The JTBD can guide product development by determining which features and attributes will help the customer complete their Job to Be Done. By doing so, companies can plan their approach and create more desirable products that are more efficient and effective at helping customers achieve their goals. JTBD allows to redevelop the value for the customer constantly, and this way to innovate and grow the business. 

  • Marketing

Identifying the messaging and positioning that resonates most with customers can guide marketing efforts. Companies can use this information to create more effective marketing campaigns that target the needs and preferences of their customers.

  • Compatibility with modern techniques and frameworks

JTBD is compatible with modern Agile, Lean, or Design Thinking techniques. For example, product developers can use revealed unmet needs in empathy-building exercises or ideation phase, user stories created in Agile, or hypothesis statements in Lean experiments.  

Understanding customer needs is crucial for every product development and innovation for business growth. Changing perspective from product and its features to needs can release innovators from current solutions and think about what was already unimaginable, uninvented, and new. Most importantly, it responds directly to customers' changing needs.

How to apply JTBD strategy to a business website, eCommerce or SaaS? Try to think about end users and what they would like to achieve by using your digital product. Whether it represents supporting jobs of another product you offer them, or an online store where their job is to find everything in one place, there is always the possibility to evolve its idea and improve it by searching for customer objectives under certain circumstances.  
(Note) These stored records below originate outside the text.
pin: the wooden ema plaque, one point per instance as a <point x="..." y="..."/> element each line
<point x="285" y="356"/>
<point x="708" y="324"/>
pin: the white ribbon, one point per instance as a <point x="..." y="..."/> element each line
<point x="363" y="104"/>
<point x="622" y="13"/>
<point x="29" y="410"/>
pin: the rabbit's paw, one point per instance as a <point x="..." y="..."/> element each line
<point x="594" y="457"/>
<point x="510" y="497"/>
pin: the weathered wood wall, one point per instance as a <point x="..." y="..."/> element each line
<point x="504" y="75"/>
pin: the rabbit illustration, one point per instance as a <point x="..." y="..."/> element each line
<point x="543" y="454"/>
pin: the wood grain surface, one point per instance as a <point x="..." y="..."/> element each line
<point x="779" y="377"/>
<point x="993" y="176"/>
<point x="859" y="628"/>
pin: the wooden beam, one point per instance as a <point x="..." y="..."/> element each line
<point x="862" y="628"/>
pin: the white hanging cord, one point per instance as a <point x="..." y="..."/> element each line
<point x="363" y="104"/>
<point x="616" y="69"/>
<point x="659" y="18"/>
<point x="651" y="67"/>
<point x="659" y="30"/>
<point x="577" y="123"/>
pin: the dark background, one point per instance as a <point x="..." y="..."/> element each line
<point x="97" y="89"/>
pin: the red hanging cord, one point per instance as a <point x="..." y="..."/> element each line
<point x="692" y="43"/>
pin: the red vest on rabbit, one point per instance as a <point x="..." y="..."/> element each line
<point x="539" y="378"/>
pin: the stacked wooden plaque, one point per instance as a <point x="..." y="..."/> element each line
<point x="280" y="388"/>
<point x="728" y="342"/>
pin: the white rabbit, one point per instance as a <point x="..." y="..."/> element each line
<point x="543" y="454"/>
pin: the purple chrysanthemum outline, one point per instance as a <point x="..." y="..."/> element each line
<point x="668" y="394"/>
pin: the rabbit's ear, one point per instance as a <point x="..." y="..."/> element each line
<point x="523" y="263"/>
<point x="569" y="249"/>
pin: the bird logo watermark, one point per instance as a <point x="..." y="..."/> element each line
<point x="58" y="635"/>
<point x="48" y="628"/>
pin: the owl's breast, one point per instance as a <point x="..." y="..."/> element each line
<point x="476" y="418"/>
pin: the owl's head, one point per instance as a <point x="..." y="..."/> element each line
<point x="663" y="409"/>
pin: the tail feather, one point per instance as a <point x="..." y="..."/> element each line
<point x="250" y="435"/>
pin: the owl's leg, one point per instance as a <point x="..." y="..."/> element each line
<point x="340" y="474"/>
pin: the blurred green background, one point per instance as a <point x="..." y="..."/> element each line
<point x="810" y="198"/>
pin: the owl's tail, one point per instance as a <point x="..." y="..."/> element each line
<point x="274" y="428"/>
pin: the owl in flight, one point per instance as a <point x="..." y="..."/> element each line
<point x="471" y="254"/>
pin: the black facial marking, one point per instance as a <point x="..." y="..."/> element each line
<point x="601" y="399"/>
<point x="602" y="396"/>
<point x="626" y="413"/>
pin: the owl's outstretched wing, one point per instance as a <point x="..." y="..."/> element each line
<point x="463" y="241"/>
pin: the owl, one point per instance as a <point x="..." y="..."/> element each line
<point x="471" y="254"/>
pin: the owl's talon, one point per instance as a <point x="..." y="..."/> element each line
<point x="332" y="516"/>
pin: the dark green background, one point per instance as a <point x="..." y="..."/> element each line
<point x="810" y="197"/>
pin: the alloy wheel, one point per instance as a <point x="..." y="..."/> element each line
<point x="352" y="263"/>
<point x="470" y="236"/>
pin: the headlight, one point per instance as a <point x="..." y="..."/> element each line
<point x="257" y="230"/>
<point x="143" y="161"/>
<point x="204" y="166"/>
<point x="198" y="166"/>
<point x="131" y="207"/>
However, if this business strategy is effective, it should be well-thought and prepared with the appropriate plan for research and analysis to get valuable insights. Different motivations, needs, and goals drive every customer. Applying the Jobs-to-be-done approach and understanding all the market needs can help organizations identify new opportunities for current solutions, improve existing products and services, drive innovations and business growth, and establish new, truly customer-centered experiences that can differentiate a company from competitors.